Senaryosunu; Mehmet Taşdiken ve Tufan Güner’le yazan Salih Diriklik, 1985 yılında televizyon çekilen uyarlamayı, Vehbi Okur’dan mali destek alarak yönetmiştir.
Görüntü yönetmeni olarak Süha Kapkı’yla Mustafa Yılmaz’ın çalıştıkları uyarlamanın müzikleri, Mehmet Turgut’la Metin Macun’a aittir.
Oğuz Tunç, Nergis Kumbasar, Yusuf Sezgin, Agah Hün gibi isimleri bir araya getiren bu uyarlamanın zeminindeki eserde hastalık bir metafor olarak kullanılmıştır. Safa’nın hastalıktan yola çıkarak asıl anlatmak istediği, tıbbın sektörleşmesi, sektörleşmenin umursanmaması, sektörleşenin sadece tıp değil, modernizm olması ve bu gidişata kayıtsız kalınması olduğu hâlde, illaki bir isim vermek yetmiyormuş gibi -ilkinde Burhan, ikincisindeyse Safa’yla sözümona özdeşleşmesi için Safa- hastalık ve karşılıksız aşk üzerinden santimantal bir sömürü mekanizması oluşturulmuş ve eser bu mekanizmaya kurban edilmiştir.
İkinci uyarlamayı çeken Diriklik’in tıp fakültesi mezunu olarak bu yapıma imza atması, uyarlamanın, içeriden eleştiriye yelken açmasını beraberinde getirmemiştir.
Diriklik bu bağlamda yalnız değildir.
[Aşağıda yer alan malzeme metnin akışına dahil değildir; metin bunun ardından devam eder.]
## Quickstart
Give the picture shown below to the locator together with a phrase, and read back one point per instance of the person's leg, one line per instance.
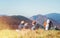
(47, 27)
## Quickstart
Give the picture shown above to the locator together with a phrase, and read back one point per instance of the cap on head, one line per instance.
(22, 22)
(26, 24)
(48, 20)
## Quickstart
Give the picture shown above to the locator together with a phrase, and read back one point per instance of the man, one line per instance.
(34, 25)
(21, 25)
(47, 25)
(25, 25)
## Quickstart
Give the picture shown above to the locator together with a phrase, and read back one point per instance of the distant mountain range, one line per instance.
(14, 21)
(54, 16)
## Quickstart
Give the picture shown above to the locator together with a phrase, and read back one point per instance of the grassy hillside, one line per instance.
(29, 34)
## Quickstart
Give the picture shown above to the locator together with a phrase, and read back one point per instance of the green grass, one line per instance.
(29, 34)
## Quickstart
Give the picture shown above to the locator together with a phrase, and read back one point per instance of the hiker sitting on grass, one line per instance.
(21, 25)
(25, 26)
(48, 25)
(33, 25)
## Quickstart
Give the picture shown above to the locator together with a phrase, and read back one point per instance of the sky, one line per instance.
(29, 7)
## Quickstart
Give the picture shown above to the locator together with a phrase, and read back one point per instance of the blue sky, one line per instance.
(29, 7)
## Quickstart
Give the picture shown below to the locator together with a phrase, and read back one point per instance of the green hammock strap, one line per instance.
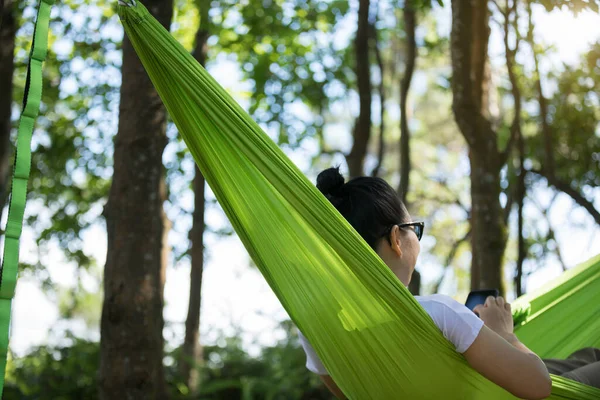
(22, 167)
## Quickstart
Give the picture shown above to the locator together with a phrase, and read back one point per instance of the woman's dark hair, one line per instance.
(370, 204)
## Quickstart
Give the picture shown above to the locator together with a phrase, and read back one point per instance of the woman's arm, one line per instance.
(498, 355)
(507, 364)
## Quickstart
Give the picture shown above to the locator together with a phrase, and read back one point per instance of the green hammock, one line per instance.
(373, 337)
(31, 108)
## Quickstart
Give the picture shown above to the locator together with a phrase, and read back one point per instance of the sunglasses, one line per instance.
(418, 227)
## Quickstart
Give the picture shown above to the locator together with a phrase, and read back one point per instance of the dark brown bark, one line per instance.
(450, 259)
(410, 22)
(131, 345)
(469, 38)
(543, 103)
(362, 127)
(511, 12)
(415, 284)
(191, 351)
(381, 90)
(8, 30)
(566, 188)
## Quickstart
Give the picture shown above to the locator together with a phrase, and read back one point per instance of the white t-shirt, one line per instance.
(458, 324)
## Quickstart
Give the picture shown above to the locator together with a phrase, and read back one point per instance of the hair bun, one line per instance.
(330, 181)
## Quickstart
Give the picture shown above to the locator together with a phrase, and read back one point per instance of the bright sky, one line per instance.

Meslektaşı olan Mustafa Altıoklar’ın da yönetmenliğinde eleştiri değil, sadece varolagelen düzeneğe eklemlenme vardır.
Safa’nın uyarlanan diğer eseri, Server Bedi müstearıyla kaleme aldığı, Alnımın Kara Yazısı’dır.
Leyla ve Orhan adları verilen karakterlerin mutlu birlikteliklerinin, hüsranla neticelenmesini ayrıntılandıran eseri Ertem Göreç, 1968’de, Berker İnanoğlu tarafından finanse edilerek ve Safa Önal’ın senaryosundan yola çıkarak sinemaya uyarlamıştır.
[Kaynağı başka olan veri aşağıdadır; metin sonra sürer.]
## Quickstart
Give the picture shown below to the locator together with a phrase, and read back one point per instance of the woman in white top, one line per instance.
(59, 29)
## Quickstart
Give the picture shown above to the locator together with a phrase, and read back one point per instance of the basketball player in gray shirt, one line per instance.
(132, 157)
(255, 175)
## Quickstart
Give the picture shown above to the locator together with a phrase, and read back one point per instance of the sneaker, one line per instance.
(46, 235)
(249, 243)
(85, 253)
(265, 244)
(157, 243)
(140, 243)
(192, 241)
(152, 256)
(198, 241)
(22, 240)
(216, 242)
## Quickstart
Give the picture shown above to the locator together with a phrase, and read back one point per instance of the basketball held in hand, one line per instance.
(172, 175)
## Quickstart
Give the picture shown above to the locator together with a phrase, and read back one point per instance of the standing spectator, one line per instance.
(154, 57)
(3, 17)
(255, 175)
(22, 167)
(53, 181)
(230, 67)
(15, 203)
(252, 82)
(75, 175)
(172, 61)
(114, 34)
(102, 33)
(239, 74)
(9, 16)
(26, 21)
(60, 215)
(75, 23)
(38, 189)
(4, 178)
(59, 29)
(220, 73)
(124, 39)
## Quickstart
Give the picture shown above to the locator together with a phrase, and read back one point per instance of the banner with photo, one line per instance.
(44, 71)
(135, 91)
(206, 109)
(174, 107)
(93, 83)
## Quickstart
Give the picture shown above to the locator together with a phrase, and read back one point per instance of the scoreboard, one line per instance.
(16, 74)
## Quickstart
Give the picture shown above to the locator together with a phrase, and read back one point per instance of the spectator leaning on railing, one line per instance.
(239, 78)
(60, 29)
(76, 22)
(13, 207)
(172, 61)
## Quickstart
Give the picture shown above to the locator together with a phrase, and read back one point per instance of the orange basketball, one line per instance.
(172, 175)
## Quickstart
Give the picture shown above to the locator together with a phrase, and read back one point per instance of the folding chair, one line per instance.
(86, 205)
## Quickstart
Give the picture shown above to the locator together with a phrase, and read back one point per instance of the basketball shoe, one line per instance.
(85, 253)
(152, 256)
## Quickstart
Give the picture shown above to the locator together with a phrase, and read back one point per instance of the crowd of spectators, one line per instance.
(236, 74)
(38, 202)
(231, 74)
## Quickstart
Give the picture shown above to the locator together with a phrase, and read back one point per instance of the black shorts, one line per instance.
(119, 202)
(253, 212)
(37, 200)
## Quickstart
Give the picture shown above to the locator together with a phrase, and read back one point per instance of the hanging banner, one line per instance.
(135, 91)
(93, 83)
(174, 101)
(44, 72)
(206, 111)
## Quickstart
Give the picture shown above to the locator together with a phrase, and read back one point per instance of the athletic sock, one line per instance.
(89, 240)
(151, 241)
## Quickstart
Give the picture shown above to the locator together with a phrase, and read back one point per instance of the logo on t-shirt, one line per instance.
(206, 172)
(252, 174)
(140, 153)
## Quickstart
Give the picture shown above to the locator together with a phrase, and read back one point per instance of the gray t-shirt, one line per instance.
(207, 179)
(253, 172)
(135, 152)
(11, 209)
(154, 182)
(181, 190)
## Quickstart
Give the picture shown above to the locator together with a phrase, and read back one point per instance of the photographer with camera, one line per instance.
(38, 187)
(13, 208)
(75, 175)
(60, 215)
Sevda Ferdağ, Ekrem Bora, Hayati Hamzaoğlu, Erol Taş, Turgut Özatay gibi isimleri kamera önünde buluşturan bu eserden sonra, yine Server Bedi müstearlıSabahsız Geceler Yeşilçam Sokağı’nı mesken tutmuştur.
Annesiyle babasının ayrılmalarını kabullenmeyerek babasının izini bulmaya çalışan ve hayata sevgilisi Sabahat sayesinde tutunan külhanbeyi duruşlu Salih’in hayatına odaklanan eseri Göreç, 1968’de yine İnanoğlu’ndan mali destek alarak ve başka senaryo yazarı ve görüntü yönetmeni aramayarak uyarlamıştır.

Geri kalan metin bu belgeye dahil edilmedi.